Optimal Shrinkage of Singular Values Under Random Data Contamination

TL;DR

This paper introduces a unified framework for handling various data contamination models in low-rank matrix reconstruction, developing an optimal algorithm based on singular value manipulation and identifying a fundamental signal-to-noise threshold.

Contribution

It presents an asymptotically optimal method for low-rank matrix recovery under diverse contamination models using singular value adjustments.

Findings

Unified framework for contamination models

Optimal singular value-based reconstruction algorithm

Explicit signal-to-noise cutoff for successful estimation

Abstract

A low rank matrix X has been contaminated by uniformly distributed noise, missing values, outliers and corrupt entries. Reconstruction of X from the singular values and singular vectors of the contaminated matrix Y is a key problem in machine learning, computer vision and data science.
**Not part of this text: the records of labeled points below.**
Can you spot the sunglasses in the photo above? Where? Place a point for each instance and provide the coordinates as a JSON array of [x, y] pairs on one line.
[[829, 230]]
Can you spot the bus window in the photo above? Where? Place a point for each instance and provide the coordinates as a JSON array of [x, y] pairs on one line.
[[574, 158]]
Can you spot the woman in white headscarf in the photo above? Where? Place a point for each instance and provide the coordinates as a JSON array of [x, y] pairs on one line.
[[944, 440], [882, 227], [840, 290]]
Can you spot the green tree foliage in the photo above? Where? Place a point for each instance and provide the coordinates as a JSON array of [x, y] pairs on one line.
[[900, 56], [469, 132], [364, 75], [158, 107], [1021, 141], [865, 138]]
In this paper we show that common contamination models (including arbitrary combinations of uniform noise,missing values, outliers and corrupt entries) can be described efficiently using a single framework. We develop an asymptotically optimal algorithm that estimates X by manipulation of the singular values of Y , which applies to any of the contamination models considered. Finally, we find an explicit signal-to-noise cutoff, below which estimation of X from the singular value decomposition of Y must fail, in a well-defined sense.